“‘Through Our Meek Instrumentality,’” Global Histories: Scotland (2020)
“‘Through Our Meek Instrumentality,’” Global Histories: Scotland
In 1839 Alexander Wright and Samuel Mulliner, Scottish converts who joined the Church in Canada, were the first missionaries called to preach in Scotland. They first preached to their relatives—Mulliner in Edinburgh and Wright in Banffshire. Finding no success with his family, Mulliner began preaching in Bishopton, a town about 20 kilometers west of Glasgow, where James Lea, an English convert, was living. Lea introduced Mulliner to Alexander and Jessie Hay, who readily accepted the gospel and were baptized in the icy water of the River Clyde on January 14, 1840. Five days later, during the first sacrament meeting held in Scotland, the Hays were confirmed as members, their children were blessed, and Mulliner spoke in tongues—a blessing he had longed to receive for some time.

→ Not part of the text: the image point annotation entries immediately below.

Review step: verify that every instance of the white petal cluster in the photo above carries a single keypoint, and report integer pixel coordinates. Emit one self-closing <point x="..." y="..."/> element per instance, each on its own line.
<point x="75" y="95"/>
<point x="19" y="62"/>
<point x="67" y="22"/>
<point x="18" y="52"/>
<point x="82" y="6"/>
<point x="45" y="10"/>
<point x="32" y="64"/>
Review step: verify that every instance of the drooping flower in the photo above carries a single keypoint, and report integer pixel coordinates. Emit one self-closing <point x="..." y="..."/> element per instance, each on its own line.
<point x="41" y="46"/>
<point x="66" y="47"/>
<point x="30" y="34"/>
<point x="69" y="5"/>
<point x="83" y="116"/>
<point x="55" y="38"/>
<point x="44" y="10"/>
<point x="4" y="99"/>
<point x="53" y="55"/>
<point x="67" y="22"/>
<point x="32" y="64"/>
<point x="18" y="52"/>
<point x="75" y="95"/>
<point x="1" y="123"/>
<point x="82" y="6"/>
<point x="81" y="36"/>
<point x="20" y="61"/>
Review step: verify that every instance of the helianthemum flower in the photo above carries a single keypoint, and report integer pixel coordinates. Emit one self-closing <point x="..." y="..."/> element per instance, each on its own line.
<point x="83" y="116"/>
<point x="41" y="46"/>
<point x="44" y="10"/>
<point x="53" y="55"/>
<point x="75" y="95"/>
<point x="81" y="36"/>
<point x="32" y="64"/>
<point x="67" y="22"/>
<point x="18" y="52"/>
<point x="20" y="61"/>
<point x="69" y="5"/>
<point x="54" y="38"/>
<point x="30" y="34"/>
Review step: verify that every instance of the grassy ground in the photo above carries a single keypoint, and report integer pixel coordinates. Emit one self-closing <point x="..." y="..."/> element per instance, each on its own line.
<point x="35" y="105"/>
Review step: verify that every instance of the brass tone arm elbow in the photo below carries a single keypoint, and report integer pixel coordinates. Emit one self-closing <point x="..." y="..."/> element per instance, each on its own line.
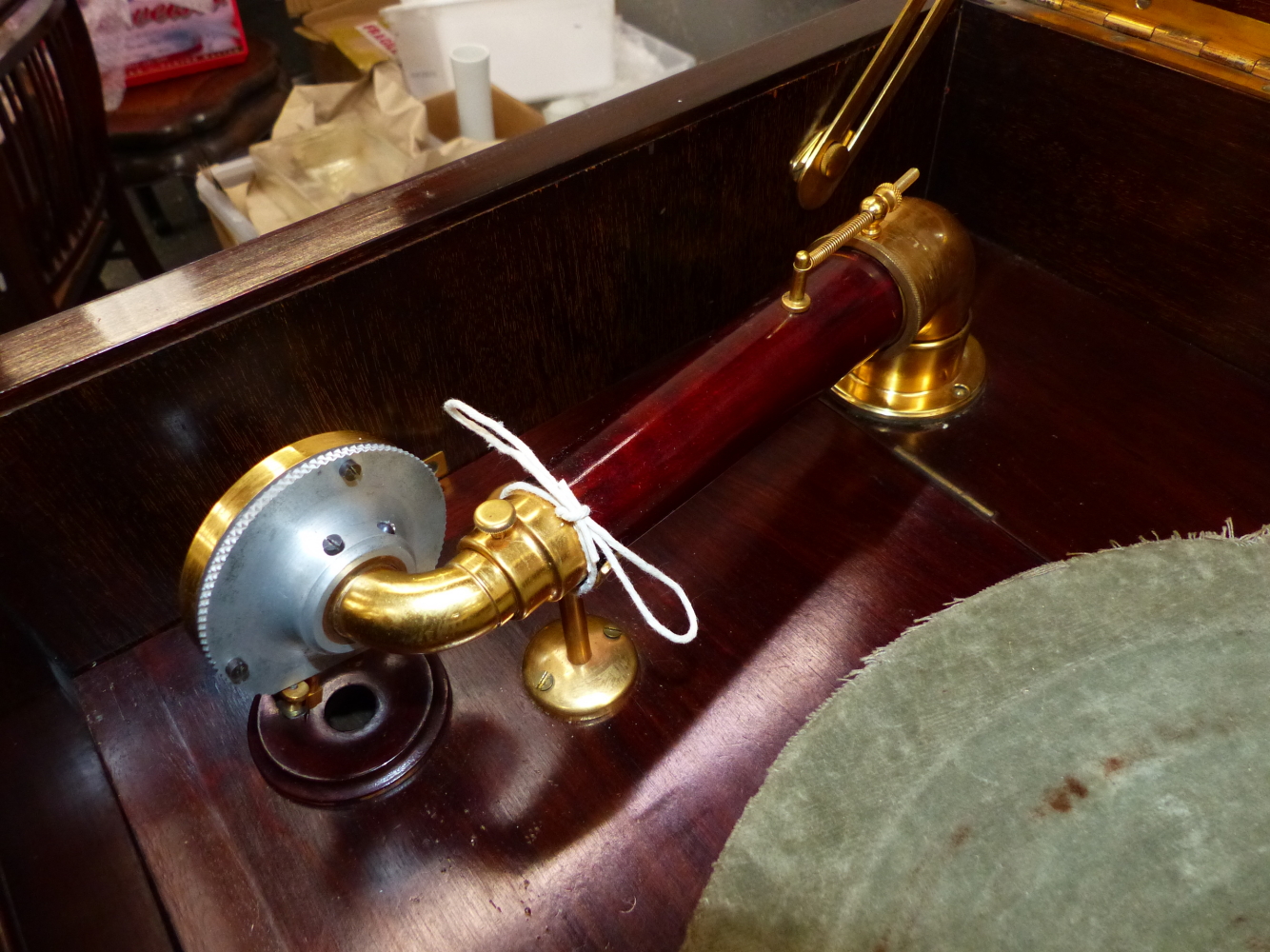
<point x="520" y="555"/>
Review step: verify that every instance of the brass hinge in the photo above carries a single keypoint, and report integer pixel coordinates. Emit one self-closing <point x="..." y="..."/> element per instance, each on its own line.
<point x="1204" y="34"/>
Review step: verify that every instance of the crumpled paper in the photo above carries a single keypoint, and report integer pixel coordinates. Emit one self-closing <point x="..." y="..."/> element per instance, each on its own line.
<point x="337" y="141"/>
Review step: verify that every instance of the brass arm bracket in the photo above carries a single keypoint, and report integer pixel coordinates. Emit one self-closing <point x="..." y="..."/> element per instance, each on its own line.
<point x="828" y="151"/>
<point x="884" y="201"/>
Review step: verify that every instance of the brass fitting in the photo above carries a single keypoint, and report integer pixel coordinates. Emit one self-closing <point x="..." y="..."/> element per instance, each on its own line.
<point x="935" y="368"/>
<point x="493" y="578"/>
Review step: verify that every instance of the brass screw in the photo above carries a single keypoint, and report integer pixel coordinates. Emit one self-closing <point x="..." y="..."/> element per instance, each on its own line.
<point x="296" y="692"/>
<point x="350" y="471"/>
<point x="494" y="516"/>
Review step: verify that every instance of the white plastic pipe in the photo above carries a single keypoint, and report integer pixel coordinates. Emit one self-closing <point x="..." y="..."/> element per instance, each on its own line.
<point x="472" y="91"/>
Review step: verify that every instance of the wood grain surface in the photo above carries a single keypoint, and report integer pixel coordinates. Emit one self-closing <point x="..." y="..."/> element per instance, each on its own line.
<point x="1134" y="182"/>
<point x="524" y="307"/>
<point x="70" y="874"/>
<point x="1096" y="426"/>
<point x="527" y="833"/>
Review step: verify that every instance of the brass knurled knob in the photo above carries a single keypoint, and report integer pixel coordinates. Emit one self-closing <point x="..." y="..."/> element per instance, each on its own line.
<point x="494" y="516"/>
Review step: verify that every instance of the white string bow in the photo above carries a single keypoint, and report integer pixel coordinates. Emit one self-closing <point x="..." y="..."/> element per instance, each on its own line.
<point x="596" y="540"/>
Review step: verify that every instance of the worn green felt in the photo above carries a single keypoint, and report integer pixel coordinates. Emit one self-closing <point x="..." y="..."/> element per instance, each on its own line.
<point x="1077" y="758"/>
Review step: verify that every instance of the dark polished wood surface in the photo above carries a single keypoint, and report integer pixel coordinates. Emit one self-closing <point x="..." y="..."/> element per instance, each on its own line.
<point x="522" y="832"/>
<point x="1256" y="10"/>
<point x="70" y="874"/>
<point x="1141" y="185"/>
<point x="381" y="310"/>
<point x="1099" y="428"/>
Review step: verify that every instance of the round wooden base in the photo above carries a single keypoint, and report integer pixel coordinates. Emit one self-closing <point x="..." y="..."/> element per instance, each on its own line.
<point x="375" y="724"/>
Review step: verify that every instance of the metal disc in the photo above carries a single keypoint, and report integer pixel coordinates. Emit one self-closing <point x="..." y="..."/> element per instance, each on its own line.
<point x="261" y="598"/>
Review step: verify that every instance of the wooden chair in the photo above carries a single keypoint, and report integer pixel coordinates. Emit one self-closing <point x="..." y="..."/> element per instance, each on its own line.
<point x="60" y="200"/>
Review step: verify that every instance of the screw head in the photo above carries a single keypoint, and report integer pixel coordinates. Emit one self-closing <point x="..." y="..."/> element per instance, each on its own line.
<point x="350" y="471"/>
<point x="296" y="692"/>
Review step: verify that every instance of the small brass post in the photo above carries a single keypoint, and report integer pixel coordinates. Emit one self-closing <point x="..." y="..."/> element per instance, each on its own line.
<point x="573" y="620"/>
<point x="581" y="668"/>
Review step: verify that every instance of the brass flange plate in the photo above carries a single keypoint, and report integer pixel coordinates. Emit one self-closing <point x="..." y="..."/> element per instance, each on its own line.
<point x="943" y="399"/>
<point x="586" y="691"/>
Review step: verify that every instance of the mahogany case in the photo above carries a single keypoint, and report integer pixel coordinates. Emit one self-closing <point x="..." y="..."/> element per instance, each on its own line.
<point x="551" y="281"/>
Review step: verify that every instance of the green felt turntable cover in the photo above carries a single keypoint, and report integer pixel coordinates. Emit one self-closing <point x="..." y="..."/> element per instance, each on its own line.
<point x="1077" y="758"/>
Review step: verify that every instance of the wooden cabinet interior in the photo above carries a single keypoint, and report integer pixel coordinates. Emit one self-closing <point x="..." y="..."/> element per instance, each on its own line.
<point x="551" y="282"/>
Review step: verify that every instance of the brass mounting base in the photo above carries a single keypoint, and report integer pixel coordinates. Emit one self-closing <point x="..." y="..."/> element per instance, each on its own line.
<point x="581" y="692"/>
<point x="897" y="396"/>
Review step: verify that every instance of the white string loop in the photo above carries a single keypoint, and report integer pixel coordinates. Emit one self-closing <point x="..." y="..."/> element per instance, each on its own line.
<point x="597" y="544"/>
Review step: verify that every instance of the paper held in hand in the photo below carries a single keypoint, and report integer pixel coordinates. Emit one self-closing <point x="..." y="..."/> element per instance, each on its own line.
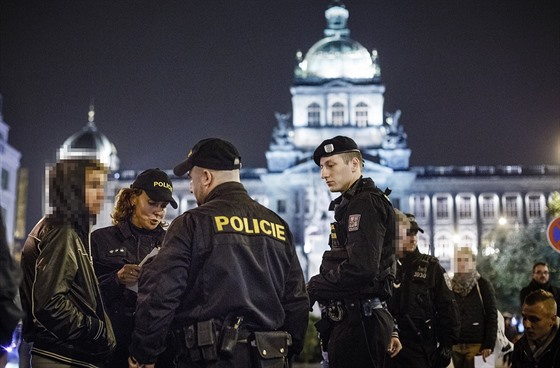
<point x="153" y="253"/>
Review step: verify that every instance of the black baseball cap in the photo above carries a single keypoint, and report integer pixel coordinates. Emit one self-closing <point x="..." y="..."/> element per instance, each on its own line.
<point x="210" y="153"/>
<point x="413" y="223"/>
<point x="333" y="146"/>
<point x="157" y="186"/>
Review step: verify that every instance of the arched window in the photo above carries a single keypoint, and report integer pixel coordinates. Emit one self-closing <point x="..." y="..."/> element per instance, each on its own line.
<point x="361" y="114"/>
<point x="337" y="114"/>
<point x="313" y="114"/>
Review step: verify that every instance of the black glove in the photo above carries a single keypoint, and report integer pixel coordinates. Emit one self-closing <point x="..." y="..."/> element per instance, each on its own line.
<point x="441" y="357"/>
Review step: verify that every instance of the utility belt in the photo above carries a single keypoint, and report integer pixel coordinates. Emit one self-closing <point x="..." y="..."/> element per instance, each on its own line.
<point x="209" y="341"/>
<point x="337" y="310"/>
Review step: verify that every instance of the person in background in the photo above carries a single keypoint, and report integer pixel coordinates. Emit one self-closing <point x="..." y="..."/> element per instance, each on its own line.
<point x="540" y="280"/>
<point x="422" y="303"/>
<point x="118" y="250"/>
<point x="357" y="273"/>
<point x="227" y="280"/>
<point x="477" y="310"/>
<point x="9" y="282"/>
<point x="64" y="314"/>
<point x="540" y="344"/>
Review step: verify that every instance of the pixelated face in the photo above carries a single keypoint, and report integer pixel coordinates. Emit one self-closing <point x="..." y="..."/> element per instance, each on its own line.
<point x="464" y="261"/>
<point x="338" y="175"/>
<point x="95" y="190"/>
<point x="541" y="274"/>
<point x="147" y="214"/>
<point x="537" y="320"/>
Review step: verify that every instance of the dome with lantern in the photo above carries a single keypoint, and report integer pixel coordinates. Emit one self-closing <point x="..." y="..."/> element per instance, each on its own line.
<point x="337" y="55"/>
<point x="90" y="143"/>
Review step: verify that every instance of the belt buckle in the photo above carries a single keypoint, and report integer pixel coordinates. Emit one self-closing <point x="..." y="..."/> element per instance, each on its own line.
<point x="335" y="311"/>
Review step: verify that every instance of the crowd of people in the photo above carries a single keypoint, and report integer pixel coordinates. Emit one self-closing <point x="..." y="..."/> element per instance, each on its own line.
<point x="222" y="286"/>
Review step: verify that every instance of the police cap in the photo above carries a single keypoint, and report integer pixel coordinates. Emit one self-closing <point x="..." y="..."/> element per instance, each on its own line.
<point x="333" y="146"/>
<point x="210" y="153"/>
<point x="413" y="223"/>
<point x="156" y="184"/>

In February Wright joined Mulliner in Bishopton, and the two began preaching together, traveling from town to town and relying on the kindness of the local people for room and board. The reception, however, was mixed. The missionaries were driven from Kilpatrick by a mob throwing rocks and rubbish. By the end of March, having baptized only 10 people, they began to feel discouraged. “We feil our selves but children,” wrote Wright. “Yet we have no need to complain for our heavenly father is with us and through our meek instrumentality the work is moving on in this place.” In Paisley they rented a hall to hold public meetings. Grace Henderson McMaster, a single mother of four who attended one meeting, offered her home as a place for the missionaries to hold meetings and became one of the first converts in Paisley. By the time Elder Orson Pratt of the Quorum of the Twelve Apostles joined them in May, 80 converts had been baptized. That same month Pratt organized the first branch in Paisley.
Pratt and Mulliner then went east to Edinburgh, staying first with Mulliner’s parents. Pratt climbed to Arthur’s Seat above Edinburgh Castle and prayed that they would find 200 converts. He then went to work, securing a place to hold public sermons multiple times a week and printing hundreds of handbills and flyers to post all over the city. Despite the effort, his meetings often drew fewer than 20 attendees. “I had to preach almost to empty walls,” he reported. Seeking alternatives to reach the people, Pratt set to publishing a 31-page tract outlining principles of the restored gospel. This tract included the first published account of Joseph Smith’s First Vision.
In October Mulliner returned to the United States with a small company of Scottish Saints, the first of a steady flow of converts answering the call to gather with the body of the Saints in Zion. By the time Pratt left Edinburgh five months later, his prayer for 200 converts had been fulfilled. Among the early converts in Edinburgh were Mulliner’s parents. Many Scottish converts joined the missionary effort over the next decade, including Grace McMaster’s oldest son, William. They were successful in spreading the gospel throughout the lowlands, and by 1855 70 branches had been organized.